|A WRITER and illustrator is appealing for help to compile a booklet about life in Ryhope during lockdown.
Liz Million is working with award-winning arts project The Cultural Spring and Ryhope Community Centre through funding secured from Sunderland City Council’s East Area Committee and Arts Council England, to create the booklet which will include poems, drawings and stories.
Liz is a familiar sight in Wearside schools, where she visits to talk about art and teaches drawing.
“A few years ago I was involved in a project with Ryhope Community Centre which produced a wonderful inter-generational book called I Remember When, and I now want to create another book to talk about lockdown. It has been a very unusual and strange year and I want people to tell me about their experiences using pictures, poems or words,” Liz explained.
“Ryhope is a particular favourite place of mine, I met so many wonderful people when we were creating I Remember When and I found out what resilient and upbeat people live in the village – even in the face of uncertain times, and I really want to capture that.

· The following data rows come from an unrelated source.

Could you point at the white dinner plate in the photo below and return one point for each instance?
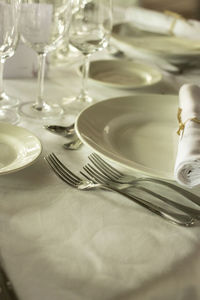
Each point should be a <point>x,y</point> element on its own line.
<point>173,49</point>
<point>19,148</point>
<point>138,132</point>
<point>123,74</point>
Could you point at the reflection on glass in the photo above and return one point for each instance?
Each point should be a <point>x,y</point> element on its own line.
<point>89,32</point>
<point>43,26</point>
<point>9,18</point>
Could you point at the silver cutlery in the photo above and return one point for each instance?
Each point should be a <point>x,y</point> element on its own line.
<point>117,176</point>
<point>89,183</point>
<point>65,131</point>
<point>103,178</point>
<point>73,145</point>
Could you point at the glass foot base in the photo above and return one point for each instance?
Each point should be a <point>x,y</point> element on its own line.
<point>46,112</point>
<point>76,104</point>
<point>7,101</point>
<point>9,116</point>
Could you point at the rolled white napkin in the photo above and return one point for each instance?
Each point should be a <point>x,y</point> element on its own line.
<point>187,165</point>
<point>158,22</point>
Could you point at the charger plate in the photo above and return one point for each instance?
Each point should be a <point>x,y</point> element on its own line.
<point>19,148</point>
<point>137,132</point>
<point>123,74</point>
<point>173,49</point>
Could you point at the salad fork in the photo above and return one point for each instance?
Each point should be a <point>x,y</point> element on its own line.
<point>115,175</point>
<point>90,183</point>
<point>102,178</point>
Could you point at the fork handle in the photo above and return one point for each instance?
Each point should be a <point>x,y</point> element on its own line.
<point>180,219</point>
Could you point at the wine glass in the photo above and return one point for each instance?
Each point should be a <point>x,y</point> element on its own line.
<point>90,30</point>
<point>43,26</point>
<point>9,19</point>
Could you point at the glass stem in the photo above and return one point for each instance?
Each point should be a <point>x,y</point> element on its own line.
<point>85,72</point>
<point>2,61</point>
<point>41,72</point>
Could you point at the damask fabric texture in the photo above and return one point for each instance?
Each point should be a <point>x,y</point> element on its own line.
<point>153,21</point>
<point>187,166</point>
<point>62,244</point>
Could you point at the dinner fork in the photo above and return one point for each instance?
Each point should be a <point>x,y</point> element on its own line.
<point>89,183</point>
<point>117,176</point>
<point>102,178</point>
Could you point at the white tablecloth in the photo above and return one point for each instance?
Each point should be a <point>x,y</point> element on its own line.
<point>62,244</point>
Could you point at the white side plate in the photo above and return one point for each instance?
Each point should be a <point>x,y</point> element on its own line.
<point>123,74</point>
<point>137,132</point>
<point>18,148</point>
<point>173,49</point>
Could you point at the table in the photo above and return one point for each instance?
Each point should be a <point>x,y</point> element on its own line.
<point>59,243</point>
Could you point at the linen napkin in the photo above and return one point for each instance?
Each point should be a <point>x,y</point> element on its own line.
<point>158,22</point>
<point>187,165</point>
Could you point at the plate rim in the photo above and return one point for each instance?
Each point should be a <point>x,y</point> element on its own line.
<point>169,56</point>
<point>147,171</point>
<point>121,86</point>
<point>21,167</point>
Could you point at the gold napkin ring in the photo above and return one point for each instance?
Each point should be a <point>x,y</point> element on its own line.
<point>173,23</point>
<point>181,124</point>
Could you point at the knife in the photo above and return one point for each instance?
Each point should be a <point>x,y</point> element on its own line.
<point>65,131</point>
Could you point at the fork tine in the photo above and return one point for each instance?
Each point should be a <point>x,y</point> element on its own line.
<point>94,173</point>
<point>107,167</point>
<point>104,169</point>
<point>64,171</point>
<point>70,173</point>
<point>58,172</point>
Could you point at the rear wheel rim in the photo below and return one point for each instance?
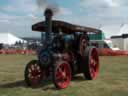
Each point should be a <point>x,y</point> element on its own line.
<point>34,74</point>
<point>94,63</point>
<point>63,75</point>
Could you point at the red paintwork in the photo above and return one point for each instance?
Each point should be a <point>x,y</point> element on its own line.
<point>94,63</point>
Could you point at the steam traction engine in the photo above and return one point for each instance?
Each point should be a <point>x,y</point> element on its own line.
<point>66,52</point>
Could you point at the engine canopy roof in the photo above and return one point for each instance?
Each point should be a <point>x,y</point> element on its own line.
<point>64,27</point>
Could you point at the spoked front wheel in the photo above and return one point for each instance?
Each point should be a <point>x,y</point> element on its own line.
<point>62,75</point>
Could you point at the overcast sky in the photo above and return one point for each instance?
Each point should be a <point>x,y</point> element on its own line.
<point>17,16</point>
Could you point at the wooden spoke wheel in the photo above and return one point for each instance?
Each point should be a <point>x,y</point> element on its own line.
<point>33,73</point>
<point>62,75</point>
<point>91,63</point>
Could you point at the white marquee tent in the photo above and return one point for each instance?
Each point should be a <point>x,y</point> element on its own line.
<point>8,38</point>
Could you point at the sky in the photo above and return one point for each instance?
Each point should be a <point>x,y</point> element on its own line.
<point>17,16</point>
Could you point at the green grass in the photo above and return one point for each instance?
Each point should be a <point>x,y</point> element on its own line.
<point>112,80</point>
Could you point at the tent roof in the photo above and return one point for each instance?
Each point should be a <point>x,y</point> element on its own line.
<point>8,38</point>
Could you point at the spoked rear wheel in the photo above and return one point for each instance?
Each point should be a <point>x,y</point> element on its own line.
<point>91,63</point>
<point>33,73</point>
<point>62,75</point>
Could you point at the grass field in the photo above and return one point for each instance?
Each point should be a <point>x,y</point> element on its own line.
<point>112,80</point>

“I’m delighted to have been asked by The Cultural Spring and Ryhope Community Centre to capture people’s experiences of the past few months– but we won’t have a booklet without people sending me their contributions. So I want to hear from the people of Ryhope.
“I want to know what Covid times mean to you – what happened in lockdown, how were you feeling? You can be honest and write a frank poem about how you were feeling, or you can write an upbeat one. They can be serious, thought-provoking funny or sad, anything you want.
“You might want to think back to the beginning of lockdown and how different it was, or you might want to write or draw a picture about you going back to school, or work.
“You can write from your own perspective or write as someone else, perhaps as a key worker, an elderly neighbour or even a family pet! Don’t worry if you enjoyed lockdown – tell us all about the games you played and what else you did,” said Liz, from Darlington.
“I also want to hear about what you missed during lockdown – was it hugs, disco dancing, going to concerts or the theatre, or holidays?”
Emma Horsman, Project Director of The Cultural Spring, said: “The national lockdown earlier this year is a time we will all remember differently. I think a booklet that records people’s experiences and memories is a lovely idea and we hope as many Ryhope villagers – young and old – will contribute.”
Send your stories, poems or pictures to Liz at firstname.lastname@example.org by the deadline of November 27.
To hear more about the lockdown booklet, visit The Cultural Spring’s website at www.theculturalspring.org.uk and watch Liz’s video.
The Cultural Spring is funded by Arts Council England’s Creative People and Places project and its four partners are the University of Sunderland; the Customs House, South Shields, Sunderland’s Music, Arts and Culture (MAC) Trust and Sangini, a women’s health organisation.